Ahab the king of Israel faced Ben-hadad the king of Syria in what would become a battle concerning whether God was the God of the hills or not. Silver, gold, wives and children are the types of the good things the God of the hills provides (1 Kings 20). The question was thus and still is: Is there a God who provides the good things in this world or are they a result of hard work or are they perhaps a consequence of random selection? God gave the Syrians into Ahab’s hands and demonstrated once and for all that He is the God of the hills. That’s our starting point when we come to Christ. Our inner lamb is lit and through what seems as a battle in our consciousnesses we come out with an understanding that there exists a God who loves us and gives us good things in accordance with His riches.
As me move on we inevitable will come to a new junction where another and more profound question arises. Is God also the God of the valleys? Ben-haded again musters a great multitude and goes against Ahab. This is perhaps the most difficult battle we face. Is God all in all? Will we find Him in the valleys of our lives too? The outcome of this battle is essential for our understanding of God and how He works in our lives. True liberty and the peace of mind which supersedes any outer circumstances hinge on the outcome of this battle. Ben-haded, a type of our soul enemy, thus goes against us with everything he has. The outcome is however settled: “Thus says the LORD, ‘Because the Syrians have said, “The LORD is a god of the hills but he is not a god of the valleys,” therefore I will give all this great multitude into your hand, and you shall know that I am the LORD.'” (1 Kings 20:28)

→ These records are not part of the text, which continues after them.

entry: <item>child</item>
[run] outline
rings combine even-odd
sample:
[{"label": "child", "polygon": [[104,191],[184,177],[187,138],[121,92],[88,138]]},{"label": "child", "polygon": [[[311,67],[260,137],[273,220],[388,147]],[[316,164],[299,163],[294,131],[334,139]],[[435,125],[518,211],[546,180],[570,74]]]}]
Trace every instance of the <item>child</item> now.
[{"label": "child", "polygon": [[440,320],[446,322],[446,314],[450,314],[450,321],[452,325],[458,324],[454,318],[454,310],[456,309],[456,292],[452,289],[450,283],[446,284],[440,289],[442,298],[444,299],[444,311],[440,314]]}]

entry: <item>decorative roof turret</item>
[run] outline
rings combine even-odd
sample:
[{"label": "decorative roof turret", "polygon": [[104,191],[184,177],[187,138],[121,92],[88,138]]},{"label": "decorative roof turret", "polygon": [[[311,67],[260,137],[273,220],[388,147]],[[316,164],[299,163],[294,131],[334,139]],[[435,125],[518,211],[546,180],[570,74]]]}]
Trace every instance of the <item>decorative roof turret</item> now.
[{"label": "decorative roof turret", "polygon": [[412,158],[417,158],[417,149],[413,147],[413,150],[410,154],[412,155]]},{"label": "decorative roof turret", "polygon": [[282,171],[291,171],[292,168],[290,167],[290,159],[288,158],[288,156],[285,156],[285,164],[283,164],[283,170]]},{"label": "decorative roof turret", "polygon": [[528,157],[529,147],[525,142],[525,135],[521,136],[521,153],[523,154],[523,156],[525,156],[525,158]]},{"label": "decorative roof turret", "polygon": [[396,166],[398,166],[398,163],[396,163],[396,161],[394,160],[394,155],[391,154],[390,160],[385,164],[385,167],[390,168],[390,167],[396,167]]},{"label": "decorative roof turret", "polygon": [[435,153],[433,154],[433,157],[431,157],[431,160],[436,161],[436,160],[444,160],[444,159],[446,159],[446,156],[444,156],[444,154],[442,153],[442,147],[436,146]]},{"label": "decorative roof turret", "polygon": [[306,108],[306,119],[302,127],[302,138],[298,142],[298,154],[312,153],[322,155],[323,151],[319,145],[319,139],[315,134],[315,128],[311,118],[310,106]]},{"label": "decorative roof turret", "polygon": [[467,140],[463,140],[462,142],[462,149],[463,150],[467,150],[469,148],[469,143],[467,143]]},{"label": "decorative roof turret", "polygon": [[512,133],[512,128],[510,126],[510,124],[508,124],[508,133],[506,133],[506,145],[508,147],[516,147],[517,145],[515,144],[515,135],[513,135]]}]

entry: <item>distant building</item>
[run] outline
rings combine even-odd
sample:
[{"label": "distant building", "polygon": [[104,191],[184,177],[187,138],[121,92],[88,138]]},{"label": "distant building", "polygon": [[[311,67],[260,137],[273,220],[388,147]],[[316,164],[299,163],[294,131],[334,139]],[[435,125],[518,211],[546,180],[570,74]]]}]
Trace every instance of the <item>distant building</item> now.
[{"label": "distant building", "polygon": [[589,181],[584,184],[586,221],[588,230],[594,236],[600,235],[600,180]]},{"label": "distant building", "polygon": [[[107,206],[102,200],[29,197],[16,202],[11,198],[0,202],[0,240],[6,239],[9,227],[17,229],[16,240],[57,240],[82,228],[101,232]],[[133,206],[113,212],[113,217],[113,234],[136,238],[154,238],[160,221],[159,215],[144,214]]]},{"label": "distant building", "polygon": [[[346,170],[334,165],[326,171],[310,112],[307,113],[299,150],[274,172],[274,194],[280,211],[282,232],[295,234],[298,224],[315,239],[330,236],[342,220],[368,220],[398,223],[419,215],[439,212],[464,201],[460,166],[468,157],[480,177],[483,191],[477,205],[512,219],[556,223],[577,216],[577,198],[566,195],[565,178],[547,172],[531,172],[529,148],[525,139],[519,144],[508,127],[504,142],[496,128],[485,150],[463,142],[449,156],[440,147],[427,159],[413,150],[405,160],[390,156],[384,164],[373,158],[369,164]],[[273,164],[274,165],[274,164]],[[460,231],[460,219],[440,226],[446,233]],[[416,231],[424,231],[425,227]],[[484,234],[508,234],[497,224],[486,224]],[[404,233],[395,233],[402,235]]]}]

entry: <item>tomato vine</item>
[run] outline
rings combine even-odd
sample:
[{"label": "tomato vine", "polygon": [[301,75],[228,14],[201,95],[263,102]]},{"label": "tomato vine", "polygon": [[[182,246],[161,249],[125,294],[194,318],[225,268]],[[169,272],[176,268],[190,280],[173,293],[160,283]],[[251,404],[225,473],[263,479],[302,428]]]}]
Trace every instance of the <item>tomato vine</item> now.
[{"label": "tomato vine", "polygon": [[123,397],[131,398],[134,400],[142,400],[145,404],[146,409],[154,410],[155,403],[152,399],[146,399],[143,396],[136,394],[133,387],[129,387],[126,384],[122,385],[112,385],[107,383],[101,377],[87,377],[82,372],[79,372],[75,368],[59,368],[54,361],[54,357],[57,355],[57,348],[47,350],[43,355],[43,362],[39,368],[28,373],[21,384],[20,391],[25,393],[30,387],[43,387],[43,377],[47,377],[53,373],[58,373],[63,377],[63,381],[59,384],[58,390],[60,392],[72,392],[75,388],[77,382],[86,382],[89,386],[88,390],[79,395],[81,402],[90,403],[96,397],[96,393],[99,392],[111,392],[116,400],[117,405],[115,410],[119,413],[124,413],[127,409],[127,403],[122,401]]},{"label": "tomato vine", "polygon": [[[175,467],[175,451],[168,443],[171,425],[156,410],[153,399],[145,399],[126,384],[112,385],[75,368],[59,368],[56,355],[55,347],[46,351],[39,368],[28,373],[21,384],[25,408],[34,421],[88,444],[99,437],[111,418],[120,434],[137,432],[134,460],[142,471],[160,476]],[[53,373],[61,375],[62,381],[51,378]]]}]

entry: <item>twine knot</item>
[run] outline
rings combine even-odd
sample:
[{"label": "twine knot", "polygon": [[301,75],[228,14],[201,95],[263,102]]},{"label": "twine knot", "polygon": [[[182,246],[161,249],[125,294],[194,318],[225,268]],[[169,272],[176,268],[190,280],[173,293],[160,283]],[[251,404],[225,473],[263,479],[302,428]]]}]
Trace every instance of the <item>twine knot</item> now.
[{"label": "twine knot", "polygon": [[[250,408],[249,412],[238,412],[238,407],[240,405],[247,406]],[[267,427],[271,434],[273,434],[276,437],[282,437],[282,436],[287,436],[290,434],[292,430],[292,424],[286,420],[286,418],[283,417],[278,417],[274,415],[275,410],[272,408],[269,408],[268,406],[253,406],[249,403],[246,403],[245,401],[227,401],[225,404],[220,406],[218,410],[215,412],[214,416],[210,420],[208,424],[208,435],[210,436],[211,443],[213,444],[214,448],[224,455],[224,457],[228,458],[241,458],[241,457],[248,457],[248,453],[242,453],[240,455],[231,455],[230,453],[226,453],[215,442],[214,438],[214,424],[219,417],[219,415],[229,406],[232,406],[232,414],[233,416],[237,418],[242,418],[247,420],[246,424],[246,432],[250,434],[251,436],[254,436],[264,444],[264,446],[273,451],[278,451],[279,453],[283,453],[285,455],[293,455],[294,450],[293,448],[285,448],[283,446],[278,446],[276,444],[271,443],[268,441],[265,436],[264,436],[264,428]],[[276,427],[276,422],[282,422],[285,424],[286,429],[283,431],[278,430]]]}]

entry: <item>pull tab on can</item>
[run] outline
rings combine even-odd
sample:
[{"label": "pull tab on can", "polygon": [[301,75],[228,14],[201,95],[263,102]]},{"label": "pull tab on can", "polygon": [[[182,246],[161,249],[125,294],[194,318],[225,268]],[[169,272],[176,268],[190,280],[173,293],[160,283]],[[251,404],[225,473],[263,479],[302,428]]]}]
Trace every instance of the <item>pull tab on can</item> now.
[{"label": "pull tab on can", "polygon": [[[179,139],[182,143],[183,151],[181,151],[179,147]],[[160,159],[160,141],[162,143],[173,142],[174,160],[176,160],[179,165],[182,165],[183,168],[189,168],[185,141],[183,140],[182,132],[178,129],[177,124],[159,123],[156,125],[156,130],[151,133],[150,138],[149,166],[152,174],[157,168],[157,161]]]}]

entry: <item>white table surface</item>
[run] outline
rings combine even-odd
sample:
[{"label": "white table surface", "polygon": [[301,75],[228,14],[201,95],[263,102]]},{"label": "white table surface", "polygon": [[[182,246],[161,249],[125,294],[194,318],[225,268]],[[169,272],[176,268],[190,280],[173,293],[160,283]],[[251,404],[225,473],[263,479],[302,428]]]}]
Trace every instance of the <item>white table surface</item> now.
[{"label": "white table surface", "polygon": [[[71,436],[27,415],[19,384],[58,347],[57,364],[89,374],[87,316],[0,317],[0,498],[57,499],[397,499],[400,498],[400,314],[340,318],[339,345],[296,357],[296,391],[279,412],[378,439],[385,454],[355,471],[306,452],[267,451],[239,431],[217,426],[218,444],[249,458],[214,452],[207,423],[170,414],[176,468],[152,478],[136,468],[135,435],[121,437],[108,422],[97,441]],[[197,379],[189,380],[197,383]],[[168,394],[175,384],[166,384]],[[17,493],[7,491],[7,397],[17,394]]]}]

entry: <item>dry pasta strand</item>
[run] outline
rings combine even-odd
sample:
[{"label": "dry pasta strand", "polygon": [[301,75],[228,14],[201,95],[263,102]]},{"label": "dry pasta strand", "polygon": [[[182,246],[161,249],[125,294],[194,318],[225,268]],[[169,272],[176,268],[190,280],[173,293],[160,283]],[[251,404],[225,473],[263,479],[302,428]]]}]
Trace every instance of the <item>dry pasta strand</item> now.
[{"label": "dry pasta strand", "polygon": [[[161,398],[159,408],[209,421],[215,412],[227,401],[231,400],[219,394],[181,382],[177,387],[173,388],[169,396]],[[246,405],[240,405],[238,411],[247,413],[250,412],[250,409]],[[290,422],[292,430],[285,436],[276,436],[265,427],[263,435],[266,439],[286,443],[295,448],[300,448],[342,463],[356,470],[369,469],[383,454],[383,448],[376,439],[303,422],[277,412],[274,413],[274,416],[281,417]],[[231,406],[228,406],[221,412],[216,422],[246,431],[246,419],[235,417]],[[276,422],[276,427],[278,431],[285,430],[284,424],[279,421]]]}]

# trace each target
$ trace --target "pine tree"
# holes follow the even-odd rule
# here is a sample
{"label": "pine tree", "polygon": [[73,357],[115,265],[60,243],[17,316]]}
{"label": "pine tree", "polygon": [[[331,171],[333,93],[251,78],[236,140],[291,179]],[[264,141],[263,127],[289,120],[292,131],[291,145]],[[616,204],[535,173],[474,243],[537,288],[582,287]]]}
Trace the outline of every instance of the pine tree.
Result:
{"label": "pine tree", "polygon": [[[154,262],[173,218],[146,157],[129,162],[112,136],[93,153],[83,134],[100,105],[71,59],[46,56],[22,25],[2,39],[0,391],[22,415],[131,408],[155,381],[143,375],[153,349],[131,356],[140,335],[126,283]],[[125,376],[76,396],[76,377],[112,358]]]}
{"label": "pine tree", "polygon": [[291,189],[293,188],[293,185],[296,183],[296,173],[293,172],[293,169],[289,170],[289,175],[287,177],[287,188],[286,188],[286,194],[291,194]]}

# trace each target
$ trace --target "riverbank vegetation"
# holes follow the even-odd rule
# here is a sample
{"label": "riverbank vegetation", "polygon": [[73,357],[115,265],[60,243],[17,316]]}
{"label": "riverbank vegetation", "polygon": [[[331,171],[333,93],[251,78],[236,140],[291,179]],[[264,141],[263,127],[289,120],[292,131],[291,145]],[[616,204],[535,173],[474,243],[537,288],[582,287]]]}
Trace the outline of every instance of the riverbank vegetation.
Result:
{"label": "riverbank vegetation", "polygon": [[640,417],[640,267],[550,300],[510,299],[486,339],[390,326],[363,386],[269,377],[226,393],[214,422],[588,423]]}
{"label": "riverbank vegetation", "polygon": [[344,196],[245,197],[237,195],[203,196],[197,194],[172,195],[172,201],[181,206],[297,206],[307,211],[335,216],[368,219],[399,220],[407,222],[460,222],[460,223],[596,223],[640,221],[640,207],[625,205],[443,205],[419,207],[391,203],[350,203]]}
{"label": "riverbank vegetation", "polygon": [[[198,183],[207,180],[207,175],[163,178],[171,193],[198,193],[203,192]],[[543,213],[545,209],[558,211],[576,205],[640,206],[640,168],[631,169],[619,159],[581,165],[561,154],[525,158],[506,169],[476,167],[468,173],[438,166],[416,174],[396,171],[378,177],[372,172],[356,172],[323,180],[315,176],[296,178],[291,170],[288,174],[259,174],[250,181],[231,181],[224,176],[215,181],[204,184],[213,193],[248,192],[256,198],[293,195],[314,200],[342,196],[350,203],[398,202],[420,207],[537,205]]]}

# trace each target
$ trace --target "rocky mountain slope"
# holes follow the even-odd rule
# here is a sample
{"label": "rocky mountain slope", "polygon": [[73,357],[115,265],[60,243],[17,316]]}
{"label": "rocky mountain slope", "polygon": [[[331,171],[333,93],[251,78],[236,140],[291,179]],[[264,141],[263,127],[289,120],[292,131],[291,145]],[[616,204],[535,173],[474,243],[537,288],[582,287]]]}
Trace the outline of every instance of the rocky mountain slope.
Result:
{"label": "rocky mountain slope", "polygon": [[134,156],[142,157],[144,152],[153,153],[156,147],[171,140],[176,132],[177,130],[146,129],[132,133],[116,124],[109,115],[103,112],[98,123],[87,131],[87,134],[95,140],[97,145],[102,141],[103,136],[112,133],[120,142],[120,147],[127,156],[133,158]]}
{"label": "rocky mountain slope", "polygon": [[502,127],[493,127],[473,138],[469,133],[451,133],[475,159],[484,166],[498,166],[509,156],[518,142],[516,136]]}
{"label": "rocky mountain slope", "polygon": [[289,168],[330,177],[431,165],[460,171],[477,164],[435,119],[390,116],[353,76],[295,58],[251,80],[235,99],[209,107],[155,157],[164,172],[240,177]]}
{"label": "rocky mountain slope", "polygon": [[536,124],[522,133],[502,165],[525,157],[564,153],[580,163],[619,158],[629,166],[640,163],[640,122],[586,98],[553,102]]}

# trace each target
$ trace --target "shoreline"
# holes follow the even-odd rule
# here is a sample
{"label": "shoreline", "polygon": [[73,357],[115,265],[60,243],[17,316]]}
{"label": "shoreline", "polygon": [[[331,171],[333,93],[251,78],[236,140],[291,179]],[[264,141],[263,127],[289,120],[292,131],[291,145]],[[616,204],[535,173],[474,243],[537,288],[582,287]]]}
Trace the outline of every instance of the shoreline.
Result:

Even though God gives Ahab a striking victory over the enemy, Ahab doesn’t kill Ben-hadad. As a consequence He is prevented from being a see-througher, a man who sees God only. When we uphold the idea that the enemy still plays a part in our lives, that he is somewhat responsible for our valley experiences we maintain this double vision which causes us unnecessary strain and unrest. God is God of both the hills and the valleys. When we with a single-eye see God only our souls find rest from this world’s travails. God’s objective is to lead us to a place of understanding where we never give the devil any undeserved attention and as a consequence of that attention a spot from where he can influence our lives. In our consciousnesses he is hence rendered as a toothless lion whose roars by and by becomes a distant memory. There is only one God in whom we live, move and have our being. Our Abba is in full control and that goes for every nook and cranny in our lives.